Satu tahun dalam kalender baru tersebut dihitung sebanyak 365 seperempat hari. Sedang Julius Caesar sendiri menambahkan 67 hari pada tahun 45 SM, sehingga tahun 46 SM dimulai pada 1 Januari. Tak hanya itu, Caesar juga memerintahkan agar setiap 4 tahun, satu hari ditambahkan kepada bulan Februari, yang secara teoritis dapat menghindari penyimpangan yang erjadi dalam penangglan (kelender) baru tersebut.

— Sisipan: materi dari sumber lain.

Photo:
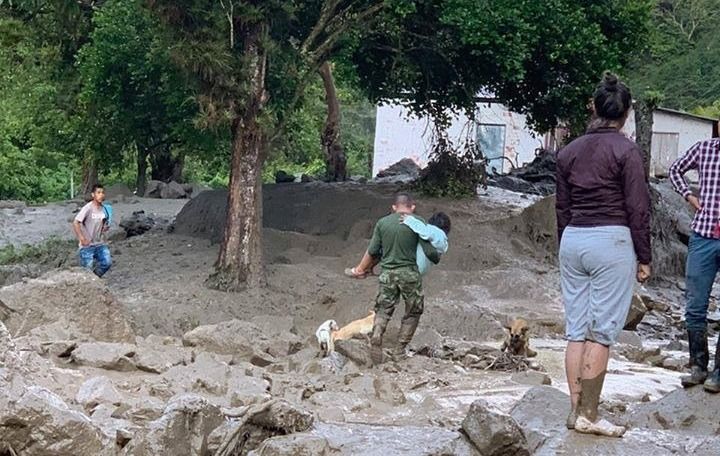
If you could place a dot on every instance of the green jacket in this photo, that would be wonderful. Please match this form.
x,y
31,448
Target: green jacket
x,y
397,244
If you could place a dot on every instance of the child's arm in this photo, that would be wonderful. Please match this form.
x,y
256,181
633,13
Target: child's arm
x,y
375,247
428,233
430,251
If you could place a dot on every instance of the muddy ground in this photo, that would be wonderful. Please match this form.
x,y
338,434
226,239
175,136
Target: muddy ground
x,y
501,264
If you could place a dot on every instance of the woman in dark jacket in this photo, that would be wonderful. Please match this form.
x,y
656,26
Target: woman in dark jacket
x,y
603,215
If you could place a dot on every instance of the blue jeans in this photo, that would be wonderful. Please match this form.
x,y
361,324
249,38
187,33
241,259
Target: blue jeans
x,y
96,258
702,267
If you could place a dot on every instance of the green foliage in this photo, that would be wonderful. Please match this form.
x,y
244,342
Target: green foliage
x,y
36,149
133,97
299,151
683,63
452,172
540,58
712,111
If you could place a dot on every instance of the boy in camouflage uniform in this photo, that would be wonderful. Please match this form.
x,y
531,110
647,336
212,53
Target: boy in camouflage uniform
x,y
396,244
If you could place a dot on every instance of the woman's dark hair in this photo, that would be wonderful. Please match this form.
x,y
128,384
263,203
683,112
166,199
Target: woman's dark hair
x,y
612,98
441,220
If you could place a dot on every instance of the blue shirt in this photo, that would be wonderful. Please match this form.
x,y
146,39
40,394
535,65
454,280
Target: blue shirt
x,y
434,235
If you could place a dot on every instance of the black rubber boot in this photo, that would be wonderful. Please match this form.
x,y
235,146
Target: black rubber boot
x,y
407,331
712,384
699,357
379,327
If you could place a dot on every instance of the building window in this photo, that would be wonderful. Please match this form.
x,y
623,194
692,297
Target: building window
x,y
491,141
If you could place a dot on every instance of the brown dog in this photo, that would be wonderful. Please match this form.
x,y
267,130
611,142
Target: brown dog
x,y
517,340
363,327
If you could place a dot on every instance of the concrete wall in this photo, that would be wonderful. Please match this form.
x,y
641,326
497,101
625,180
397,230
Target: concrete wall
x,y
399,135
673,134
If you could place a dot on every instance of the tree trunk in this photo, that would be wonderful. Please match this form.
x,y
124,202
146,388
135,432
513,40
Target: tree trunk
x,y
240,261
141,182
90,175
643,131
166,167
336,162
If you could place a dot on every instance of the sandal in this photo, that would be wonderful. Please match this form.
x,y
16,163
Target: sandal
x,y
353,274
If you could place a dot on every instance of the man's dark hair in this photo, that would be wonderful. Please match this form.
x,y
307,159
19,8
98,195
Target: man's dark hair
x,y
441,220
404,199
612,98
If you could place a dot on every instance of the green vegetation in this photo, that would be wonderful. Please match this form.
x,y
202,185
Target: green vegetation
x,y
228,92
682,62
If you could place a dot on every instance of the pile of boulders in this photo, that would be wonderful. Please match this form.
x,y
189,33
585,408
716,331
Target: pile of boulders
x,y
202,394
537,177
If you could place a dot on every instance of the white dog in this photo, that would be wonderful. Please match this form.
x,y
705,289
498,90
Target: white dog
x,y
324,336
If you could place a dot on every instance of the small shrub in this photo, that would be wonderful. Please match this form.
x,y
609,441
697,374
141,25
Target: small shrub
x,y
453,172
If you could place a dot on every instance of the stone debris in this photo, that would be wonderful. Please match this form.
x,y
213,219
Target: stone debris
x,y
494,433
75,297
184,428
96,391
38,422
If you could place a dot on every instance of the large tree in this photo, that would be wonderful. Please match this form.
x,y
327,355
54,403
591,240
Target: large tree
x,y
253,61
134,98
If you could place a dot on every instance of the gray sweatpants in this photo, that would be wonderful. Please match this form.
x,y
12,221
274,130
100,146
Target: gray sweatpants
x,y
598,267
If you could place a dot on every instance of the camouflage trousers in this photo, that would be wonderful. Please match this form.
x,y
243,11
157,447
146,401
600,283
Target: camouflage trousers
x,y
397,283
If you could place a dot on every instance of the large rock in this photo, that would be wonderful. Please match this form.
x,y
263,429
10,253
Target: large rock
x,y
158,358
282,177
96,391
136,224
210,377
494,433
184,428
636,314
242,339
173,190
193,190
256,424
117,191
75,297
388,391
105,355
14,273
541,413
39,423
294,445
154,188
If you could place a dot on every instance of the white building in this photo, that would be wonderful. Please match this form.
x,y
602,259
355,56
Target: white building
x,y
674,132
508,142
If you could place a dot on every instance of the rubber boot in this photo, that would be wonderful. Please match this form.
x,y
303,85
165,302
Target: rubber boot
x,y
379,327
587,421
407,331
699,357
712,384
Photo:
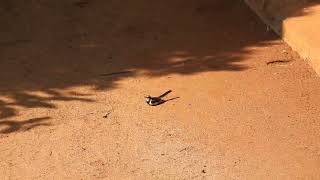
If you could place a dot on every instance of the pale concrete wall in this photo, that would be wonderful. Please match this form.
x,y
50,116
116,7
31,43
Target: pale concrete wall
x,y
296,21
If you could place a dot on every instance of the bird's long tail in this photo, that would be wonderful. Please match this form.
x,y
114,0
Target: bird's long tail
x,y
166,93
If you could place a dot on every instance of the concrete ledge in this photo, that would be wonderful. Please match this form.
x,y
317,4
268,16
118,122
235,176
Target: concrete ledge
x,y
296,21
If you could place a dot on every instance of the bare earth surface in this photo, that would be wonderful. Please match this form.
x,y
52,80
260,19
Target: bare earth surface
x,y
248,109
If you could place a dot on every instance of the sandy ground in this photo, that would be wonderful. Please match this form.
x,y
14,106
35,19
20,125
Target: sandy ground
x,y
248,109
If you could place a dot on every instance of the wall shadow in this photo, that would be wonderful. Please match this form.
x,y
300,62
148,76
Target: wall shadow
x,y
47,46
275,12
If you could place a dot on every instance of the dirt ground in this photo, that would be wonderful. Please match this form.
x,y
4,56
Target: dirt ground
x,y
248,109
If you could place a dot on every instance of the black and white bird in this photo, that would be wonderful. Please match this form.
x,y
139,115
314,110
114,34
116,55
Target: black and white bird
x,y
155,101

Namun setelah Julius Caesar terbunuh pada tahun 44 SM, dia mengubah nama bulan Quintilis dengan namanya sendiri yakni Julius atau yangs ering kita eja hingga saat ini yaitu Juli (bulan Juli). Kemudian bulan Sextilis diganti dengan nama pengganti Caesar yakni Kaisar Augustus, sehingga menjadi bulan Agustus.

Dari sejarah singkat ini saja kita sudah dapat menyaksikan bahwa perayaan tahun baru dimulai dari orang-orang kafir, dan sama sekali bukan dari ajaran Islam. Perayaan tahun baru terjadi menjelang pergantian tahun kalender Gregorian yang sejak dari dulu telah dirayakan oleh orang-orang kafir.

Asal muasal tahun baru 1 Januari jelas merupakan praktek dari penyembahan kepada dewa Matahari nya kaum Romawi. Perlu diketahui, bahwa semua perayaan bangsa Romawi pada dasarnya yakni penyembahan kepada dewa matahari dimana mereka menyesuaikan dengan gerakan matahari itu sendiri.

Telah kita ketahui bersama, bangsa Romawi terletak di bagian bumi sebelah Utara dan mengalami 4 musim akibat dari pergerakan matahari. Dalam perhitungan sains era kekinian yang juga telah dipahami bangsa Romawi kuno, musim dingin adalah pertanda mati nya matahari, sebab saat itu matahari bersembunyi di wilayah khatulistiwa bagian selatan.

Sepanjang bulan Desember, matahari akan terus turun ke wilayah khatulistiwa bagian selatan sehingga akan terjadi musim dingin pada wilayah Romawi. Sedang titik terjauh matahari terjadi pada tanggal 22 Desember setiap tahunnya. Lalu akan mulai naik kembali pada tanggal 25 Desember. Matahari tersebut akan terus naik hingga benar-benar terasa sekitar 6 hari kemudian,

Dari penjelasan di atas, perayaan tahun baru bukanlah berasal dari ajaran Islam. Bahkan perayaan tersebut berasal dari praktek pagan bangsa Romawi yang dilanjutkan menjadi peryaan dalam agama Kristen.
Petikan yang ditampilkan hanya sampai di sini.